Le second semestre s’annonce plus que jamais crucial pour Alstom

Le résultat opérationnel a chuté de 18 % au premier semestre et la dette a doublé. Le groupe promet un redressement grâce aux commandes en portefeuille
Olivier Pinaud
Un train siglé Alstom à Moscou. Photo: Rudakov/Bloomberg
Un train siglé Alstom à Moscou. Photo: Rudakov/Bloomberg  - 

Patrick Kron, le président d’Alstom, avait eu la prudence il y a plusieurs mois de prévenir que le premier semestre de l’exercice 2011-2012 porterait encore les stigmates de la crise de 2009. Les marques sont encore plus profondes qu’attendu. Le trou d’air subi par le carnet de commandes se fait aujourd’hui lourdement sentir sur les comptes: un chiffre d’affaires en repli de 10% à 9,39 milliards d’euros; un résultat opérationnel en chute de 18% à 627 millions d’euros; et enfin une consommation de cash de 914 millions d’euros, à peine inférieure à celle du premier semestre de l’exercice 2010-2011 (923 millions). Un point particulièrement sensible alors que le consensus d’analystes espérait une amélioration.

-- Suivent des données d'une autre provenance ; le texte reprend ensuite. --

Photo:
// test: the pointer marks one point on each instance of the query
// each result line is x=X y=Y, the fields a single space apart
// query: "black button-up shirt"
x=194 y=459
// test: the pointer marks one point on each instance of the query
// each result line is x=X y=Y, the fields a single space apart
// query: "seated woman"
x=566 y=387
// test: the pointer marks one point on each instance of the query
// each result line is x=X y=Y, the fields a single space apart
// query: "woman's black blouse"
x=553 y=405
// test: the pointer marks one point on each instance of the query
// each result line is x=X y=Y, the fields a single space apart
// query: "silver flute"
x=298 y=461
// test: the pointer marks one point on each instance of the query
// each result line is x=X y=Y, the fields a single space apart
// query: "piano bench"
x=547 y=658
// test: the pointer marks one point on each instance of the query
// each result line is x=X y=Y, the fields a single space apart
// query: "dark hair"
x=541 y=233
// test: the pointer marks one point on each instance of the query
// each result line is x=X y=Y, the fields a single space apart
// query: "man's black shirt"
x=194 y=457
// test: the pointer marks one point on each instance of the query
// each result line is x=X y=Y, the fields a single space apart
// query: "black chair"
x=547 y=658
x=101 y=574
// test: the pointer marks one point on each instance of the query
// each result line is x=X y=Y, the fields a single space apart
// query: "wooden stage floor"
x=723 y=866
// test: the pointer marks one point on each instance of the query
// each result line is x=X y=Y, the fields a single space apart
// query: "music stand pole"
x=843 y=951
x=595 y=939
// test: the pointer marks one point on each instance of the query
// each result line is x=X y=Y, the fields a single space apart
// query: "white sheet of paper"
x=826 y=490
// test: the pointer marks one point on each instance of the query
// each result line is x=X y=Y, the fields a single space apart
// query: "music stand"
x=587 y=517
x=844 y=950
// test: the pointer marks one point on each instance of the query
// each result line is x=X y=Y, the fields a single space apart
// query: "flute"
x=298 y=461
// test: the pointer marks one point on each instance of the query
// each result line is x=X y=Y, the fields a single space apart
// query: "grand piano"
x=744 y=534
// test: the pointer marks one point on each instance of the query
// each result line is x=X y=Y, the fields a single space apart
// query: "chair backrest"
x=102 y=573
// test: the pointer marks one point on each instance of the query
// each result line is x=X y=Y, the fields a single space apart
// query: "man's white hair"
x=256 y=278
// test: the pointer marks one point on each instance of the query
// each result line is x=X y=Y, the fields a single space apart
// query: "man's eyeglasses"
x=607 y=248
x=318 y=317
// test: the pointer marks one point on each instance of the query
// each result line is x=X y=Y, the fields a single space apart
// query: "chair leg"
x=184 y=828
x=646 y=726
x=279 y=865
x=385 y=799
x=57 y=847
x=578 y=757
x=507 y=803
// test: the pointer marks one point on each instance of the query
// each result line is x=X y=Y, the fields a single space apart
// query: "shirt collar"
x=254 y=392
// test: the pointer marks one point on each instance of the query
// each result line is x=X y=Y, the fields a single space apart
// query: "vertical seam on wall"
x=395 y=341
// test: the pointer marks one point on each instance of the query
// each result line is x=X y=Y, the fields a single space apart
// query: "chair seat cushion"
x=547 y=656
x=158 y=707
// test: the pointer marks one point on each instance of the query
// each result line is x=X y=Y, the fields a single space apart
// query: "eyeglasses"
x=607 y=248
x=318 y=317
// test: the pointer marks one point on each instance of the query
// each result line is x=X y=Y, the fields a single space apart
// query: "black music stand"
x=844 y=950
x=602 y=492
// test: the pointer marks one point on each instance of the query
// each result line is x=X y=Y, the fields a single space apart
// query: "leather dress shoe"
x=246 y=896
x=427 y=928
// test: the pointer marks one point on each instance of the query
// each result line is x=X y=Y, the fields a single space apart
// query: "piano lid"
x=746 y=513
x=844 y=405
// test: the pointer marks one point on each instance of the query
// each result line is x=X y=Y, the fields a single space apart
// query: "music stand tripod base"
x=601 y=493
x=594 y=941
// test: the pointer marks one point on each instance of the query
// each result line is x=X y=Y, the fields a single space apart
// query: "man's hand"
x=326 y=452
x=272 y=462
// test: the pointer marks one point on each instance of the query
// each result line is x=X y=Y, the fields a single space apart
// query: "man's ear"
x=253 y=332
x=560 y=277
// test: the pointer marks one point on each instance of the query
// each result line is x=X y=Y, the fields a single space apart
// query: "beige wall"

Logiquement, la «faiblesse du chiffre d’affaires et donc une diminution des paiements liés à l’avancement des contrats» a pesé sur le cash-flow, explique le fabricant de turbines et de trains. Sans compter que «le développement de la division transport dans certains pays, notamment en Inde et en Russie, a entraîné un accroissement temporaire du besoin en fonds de roulement». Ce qui n’était pas prévisible en revanche, ce sont les «paiements exceptionnels de 280 millions d’euros liés à deux litiges avec des clients, dans le transport en Bulgarie et dans l’énergie en Hongrie».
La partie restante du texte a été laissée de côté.